Une TDLG toujours aussi appréciée

Une TDLG toujours aussi appréciée

Pour cette 16e édition, pas moins de 250 athlètes étaient au rendez-vous, venant d'aussi loin que de New York, de la France, des Maritimes ou de l'Ouest canadien.

Crédit photo : Photo Gracieuseté TDLG / ricochetdesign.qc.ca

Mine de rien, la Traversée de la Gaspésie (TDLG) en était déjà à sa 16e édition cette année et l’événement n’a pas perdu de sa verve au fil des ans, attirant son lot de participants d’ici et d’ailleurs et braquant les projecteurs sur un coin de pays qui vaut le détour même en hiver.

Pas besoin de côtoyer fondeurs et raquetteurs bien longtemps pour saisir l’atmosphère qui se dégage de cette semaine entre mer et montagne partagée parmi les amateurs de plein air. Les rires sont nombreux, les sourires sont accrochés à toutes les lèvres et les langues se délient rapidement lorsque les participants sont appelés à commenter leur expérience, qui a pris fin vendredi sous un soleil radieux avec une arrivée au Berceau du Canada. Tous s’entendent pour dire que la TDLG est rodée au quart de tour, mais notent surtout l’esprit de communauté qui s’en dégage, peu importe les origines ou le statut social.

Pour cette 16e édition, pas moins de 250 athlètes étaient au rendez-vous, venant d’aussi loin que de New York, de la France, des Maritimes ou de l’Ouest canadien.

Parmi ceux-ci, Marcia Beckner de Salmon Arm en Colombie-Britannique qui est venue à la TDLG avec un groupe de huit personnes.
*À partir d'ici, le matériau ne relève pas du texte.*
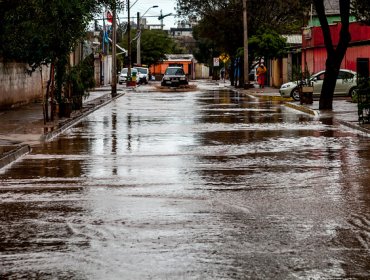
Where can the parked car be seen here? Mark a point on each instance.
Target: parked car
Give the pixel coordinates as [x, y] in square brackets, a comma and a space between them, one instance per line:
[143, 73]
[174, 76]
[346, 84]
[123, 75]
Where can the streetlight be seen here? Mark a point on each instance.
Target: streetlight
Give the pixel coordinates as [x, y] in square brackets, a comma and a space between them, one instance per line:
[138, 43]
[245, 37]
[114, 54]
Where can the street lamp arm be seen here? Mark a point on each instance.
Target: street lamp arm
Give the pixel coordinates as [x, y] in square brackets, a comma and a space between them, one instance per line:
[163, 16]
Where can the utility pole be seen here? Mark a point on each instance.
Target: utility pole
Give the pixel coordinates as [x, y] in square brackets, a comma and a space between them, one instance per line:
[114, 53]
[138, 42]
[245, 39]
[128, 40]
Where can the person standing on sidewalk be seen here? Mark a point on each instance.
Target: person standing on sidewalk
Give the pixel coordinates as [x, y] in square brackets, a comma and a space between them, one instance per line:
[261, 75]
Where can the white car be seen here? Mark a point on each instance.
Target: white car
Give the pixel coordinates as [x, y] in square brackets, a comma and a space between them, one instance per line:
[123, 75]
[346, 84]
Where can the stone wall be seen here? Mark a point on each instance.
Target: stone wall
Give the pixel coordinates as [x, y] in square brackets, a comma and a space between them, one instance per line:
[17, 87]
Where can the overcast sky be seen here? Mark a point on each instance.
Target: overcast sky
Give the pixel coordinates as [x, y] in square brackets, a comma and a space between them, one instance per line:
[167, 6]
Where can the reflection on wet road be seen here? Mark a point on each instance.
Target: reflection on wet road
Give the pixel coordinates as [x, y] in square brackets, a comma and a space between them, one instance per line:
[196, 185]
Cette dernière a été impressionnée par le professionnalisme de l’organisation, mais surtout par la gentillesse des bénévoles. « C’est remarquable. Tout le monde s’assure que nous sommes en sécurité. Nous recevons plein de petites attentions comme de la soupe chaude pour nous réchauffer. C’est très accueillant comme endroit. De plus, le décor est fort différent ici avec les réserves fauniques et la situation géographique entre mer et montagnes. Il ne me reste qu’à perfectionner mon français! »

La TDLG s’exporte

Le défi est évidemment grand pour se renouveler année après année, mais l’organisation réussit toujours à tirer son épingle du jeu de quelque façon que ce soit. Pour une première fois cette année, une collaboration a été faite avec la communauté micmac et les participants ont justement terminé leur périple au centre micmac de Corte-Real. De quoi réjouir la plupart des participants, dont la blogueuse Lydiane Saint-Onge qui était dans la région pour une deuxième fois cet hiver et qui s’est mise au ski de fond quelques semaines seulement avec de se lancer à l’assaut de la TDLG.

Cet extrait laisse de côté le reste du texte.